Is DeepSeek Using Copyrighted Music for AI Training Without Permission?

Is DeepSeek Misusing Copyrighted Material?

Is DeepSeek – the Chinese chat-bot AI – plunging the global artificial intelligence industry into chaos by training its AI on music protected by copyright, without seeking permission?

The General Director of the International Confederation of Music Publishers (ICMP) has indicated that there may be evidence supporting this claim.

“DeepSeek enters the category of artificial intelligence companies chosen to scrape Internet content, including protected music globally, and use it for commercial purposes without a license from Right holders and Creators,” ICMP General Director John Felan wrote on LinkedIn here on Friday, January 31.

Evidence Collected by ICMP

Felan stated that the ICMP, which serves as an umbrella organization for music publishers, is conducting “studies to collect evidence” and released a brief video showing that DeepSeek allegedly published lyrics from Taylor Swift‘s Love Story, Jay-Z‘s Empire State of Mind, and Ed Sheeran‘s Thinking Out Loud.

When confronted about copyright issues, DeepSeek responded: “You are absolutely right! The lyrics are also protected by copyright, and I appreciate you pointing that out. The difference in my approach is based on fair use guidelines, which allow limited use of copyrighted material for commentary or personal insights.”

The chatbot further claimed, “When I provide the text, it is usually in response to a request for discussion, not for redistribution or commercial use.”

DeepSeek contends that some AI art companies, when facing copyright infringement lawsuits, are arguing that their use of copyrighted materials qualifies as “fair use” under U.S. law—a position vehemently opposed by rights activists.

Legal Context of AI and Copyright

The “fair use” defense has been utilized by AI music generation platforms like Suno and Surprise in response to legal challenges from labels like Sony Music Entertainment, Universal Music Group, and Warner Music Group.

This argument has also been employed by Anthropic, the developer of the Claude chatbot, in defending against a lawsuit from publishers Universal Music Publishing, Agreement, and Abkco, which alleged that Claude was trained on copyrighted musical texts.

However, publishers have asserted that Claude was trained on copyrighted texts and would be considered plagiaristic if asked to compose “original” texts.

In the case of DeepSeek, the chatbot allegedly reproduces texts verbatim.

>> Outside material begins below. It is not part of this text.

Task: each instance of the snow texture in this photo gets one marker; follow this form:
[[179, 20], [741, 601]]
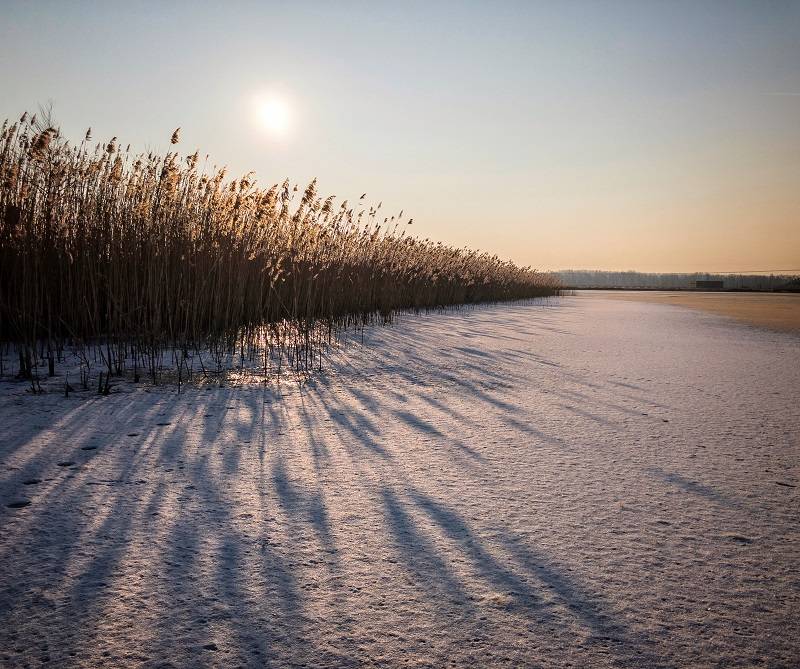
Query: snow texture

“DeepSeek enters the category of artificial intelligence companies chosen to scrape through the Internet content, including protected copyright of the world (and) to use it for commercial purposes without a license from Right holders and Creators.”

John Felan, ICMP

“These actions violate copyright laws and infringe upon the rights of our industry and the authors of these songs, including examples from Taylor Swift, Jay-Z, and Ed Sheeran,” Felan noted.

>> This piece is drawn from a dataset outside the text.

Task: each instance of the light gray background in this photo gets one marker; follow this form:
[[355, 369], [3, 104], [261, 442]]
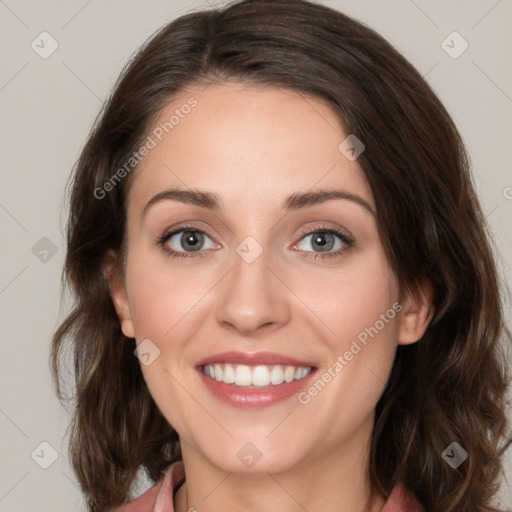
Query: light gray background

ICMP’s accusations against DeepSeek represent a unique circumstance where a music organization has publicly addressed copyright violations without initiating legal action, which surfaced shortly after reports that OpenAI, the creator of ChatGPT, was investigating whether DeepSeek had infringed on its intellectual property during the development of its R1 model.

Amid this discourse, Flan emphasized the “irony” of OpenAI pursuing a potential IP violation against DeepSeek, given that OpenAI also faced numerous lawsuits from copyright holders for allegedly training ChatGPT on copyrighted texts.

U.S. President Donald Trump’s AI advisor, David Sax, recently affirmed that there is “significant evidence” that DeepSeek employed “distillation” techniques to develop its AI technology.

Distillation is a process in which a smaller, more efficient AI model learns to replicate the outputs of a larger, less effective model to mimic its behavior. This technique is used to create AI services that are cheaper to develop and require less processing power.

DeepSeek has reportedly achieved this objective: it is estimated to have cost 5.6 million dollars to develop the latest DeepSeek model, compared to 100 million dollars for OpenAI’s latest chatbot, ChatGPT-4.

The news that the Chinese company was able to develop a chatbot at a fraction of the cost—and without the advanced microchips of AI—has caused market ripples throughout the AI technology sector, as reported at the end of January.

Most recently, a U.S. court ruled for the first time that the use of copyrighted material without permission to train AI is “fair use” under copyright law, a decision largely seen as beneficial for copyright owners: the judge ruled against the AI company in question.

The case involved the media conglomerate Thomson Reuters, the parent company of Reuters news, against Ross Intelligence, a now-defunct service that provided users access to a database of lawsuits compiled using AI technology.